Herold: Cyber criminals are using what’s called “advanced persistent threat actors” to launch attacks that just keep hitting on certain types of technologies. They use a variety of tactics to send fraudulent communications that appear to come from a reputable source to steal sensitive data like credit card and login information or to install malware on the victim’s machine. One is phishing, which usually comes through email. There’s also smishing, which is phishing or social engineering using text messaging. It’s so easy now to create an attack vector through texting. People click on the links and all of a sudden, boom, they have an infection, but they don’t know it until the infection trigger goes off at some later point. There’s even vishing, which uses voicemails and calls from spoofed numbers.
Also, IoT and smart devices are becoming more popular in exhibitor booths. While it’s fun to be able to ask Alexa wacky questions, those devices also could be used to record conversations and collect information that can later be used to contact attendees without their consent or sell their data to data brokers.
Speaking of data brokers — entities don’t even have to break into your databases to collect attendee data to sell. Some just have someone hanging around the lobby collecting information from attendee badges, which they use to create databases of email addresses used by people who work at those companies. Those badges contain a lot of information these folks can use.
One idea for a great conference giveaway: The Juice Jack Defender. Any public charging station (at the airport, at hotels, even in the conference venue) could have a tiny skimmer in it, too small to even see, that could skim all the information off your phone without leaving a trace. These small devices can attach to your charging cord to keep your data from being sucked out by these little skimmers in public charging portals. I look at people lined up to use the public charging stations at airports and it’s like they’re lining up to use the same toothbrush — you should know you’re going to get infected.
What advice do you have for planners to help them improve their cybersecurity?
Herold: Be aware of potential vulnerabilities and make sure people know that encryption, multifactor authentication and other security measures are not enabled by default — everyone needs to check the security levels on all of their IoT devices, from Tiles to Echo Dots, both of which are popular, cool giveaways. [Geolocating gadgets you can affix to keys or other often-lost objects] are one of the most common ways stalkers and assaulters track down their victims.
The same goes for wayfinding apps, and apps that will provide a discount automatically for attendees, like at a nearby restaurant, for example. You need to look at the privacy and security policies first — and watch out for language in those policies that are more anti-security. These usually say, “We reserve the right to share this data with anyone we consider to be a trusted business associate or trusted business partner.” Well, that could be anybody they trust because they want their money.
Are virtual meetings any safer than in-person events when it comes to cybersecurity?

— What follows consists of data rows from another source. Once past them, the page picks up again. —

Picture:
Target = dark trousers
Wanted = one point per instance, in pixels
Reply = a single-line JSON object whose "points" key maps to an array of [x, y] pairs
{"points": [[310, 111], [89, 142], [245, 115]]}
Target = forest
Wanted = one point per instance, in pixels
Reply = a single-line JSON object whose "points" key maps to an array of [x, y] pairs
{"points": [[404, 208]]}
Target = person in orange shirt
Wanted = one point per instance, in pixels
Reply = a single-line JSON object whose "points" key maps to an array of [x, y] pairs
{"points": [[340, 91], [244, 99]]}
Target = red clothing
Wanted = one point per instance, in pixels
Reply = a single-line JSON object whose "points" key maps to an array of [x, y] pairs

Herold: You need to take precautions there too. While things like Zoom-bombing are visually apparent, you also could have attendees sharing files that are contaminated with malware and ransomware. There could be attendees who are collecting information on other attendees or intellectual property being shared that should not be shared outside of the meeting. Planners need to make sure the platform they use is implemented properly, and with strict security settings in place. Also, whoever is admin for that meeting needs to control who can share what during the event.
Even though you want the online event to be as easy as possible, you don’t want it to be so easy that malware also is easy to spread.
For both in-person and online events, criminals are going to use what they know works because it’s easy to take advantage of people when they’re in an environment they trust. You need to make sure attendees truly can trust the environment they’re within.